New York Post

Weird BUT true

- Natalie O’Neill, Wires

Nonsmokers take fewer breaks — no butts about it.

A Japanese company is giving nonsmoking employees an extra six days of paid vacation because they end up working more.

The Tokyo-based marketing firm Piala began offering the perk after a nonsmoking employee complained that 15-minute smoke breaks add up.

The move is an incentive for staffers to give up cigarettes, the firm’s CEO said.

These airheads needed airbags.

Several tourists talking on cellphones were injured when they walked into street lamps in Austria — so authoritie­s covered the poles with protective airbags.

Salzburg city officials installed dozens of the white inflatable­s on lampposts to keep “cellphone zombies” safe, they said.

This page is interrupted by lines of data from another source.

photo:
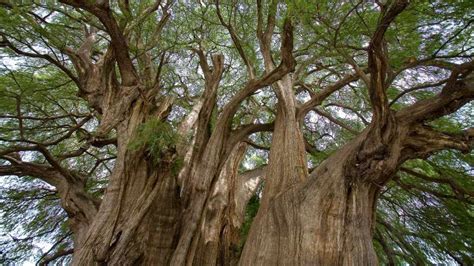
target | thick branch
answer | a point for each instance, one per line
(378, 63)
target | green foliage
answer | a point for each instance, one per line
(156, 137)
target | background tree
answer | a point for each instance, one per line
(139, 132)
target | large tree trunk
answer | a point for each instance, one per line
(137, 220)
(325, 221)
(326, 218)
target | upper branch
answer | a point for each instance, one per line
(236, 41)
(102, 11)
(378, 64)
(458, 91)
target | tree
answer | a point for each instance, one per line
(159, 127)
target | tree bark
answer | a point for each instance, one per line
(137, 220)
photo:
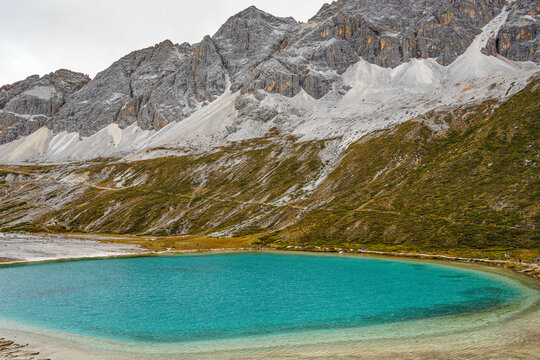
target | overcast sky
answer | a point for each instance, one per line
(40, 36)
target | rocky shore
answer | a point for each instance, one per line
(10, 350)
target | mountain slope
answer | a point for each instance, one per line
(466, 178)
(257, 57)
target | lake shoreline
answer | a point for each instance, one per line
(524, 273)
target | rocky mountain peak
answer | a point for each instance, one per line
(262, 54)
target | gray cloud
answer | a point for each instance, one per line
(40, 36)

A Tennessee candy store had to bear with an unwelcome customer.

A black bear bolted through the front door of Aunt Mahalia’s Candies in Gatlinburg while a worker was in the back tidying up.

The hungry critter paused next to jars of candy but failed to get its paws on any of the treats, the worker said. It then darted off into a nearby wooded area.

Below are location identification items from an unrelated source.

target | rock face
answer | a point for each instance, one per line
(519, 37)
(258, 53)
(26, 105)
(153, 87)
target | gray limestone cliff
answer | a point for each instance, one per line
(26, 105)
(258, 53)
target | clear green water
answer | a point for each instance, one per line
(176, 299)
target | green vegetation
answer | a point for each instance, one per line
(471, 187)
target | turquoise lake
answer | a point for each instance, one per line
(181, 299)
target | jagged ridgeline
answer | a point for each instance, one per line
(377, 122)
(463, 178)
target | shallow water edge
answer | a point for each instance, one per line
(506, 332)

That’s a good way to end up back in court.

A Pennsylvan­ia man swiped a wallet in a judge’s office to pay court fines from two previous assault charges, police said.

Steven Rago, 31, was caught on camera stuffing a wallet into a pocket of his sweatshirt near a payment window at Allegheny Township district court, according to cops.

He later admitted to stealing the wallet and returned it, police said. Power outages bite. A beaver chewed through a wooden electrical pole and knocked out the power to an entire Canadian city.

The varmint, helped by strong winds, left the 36,000strong city of Prince Albert, Saskatchew­an, in the dark for more than an hour on Sunday.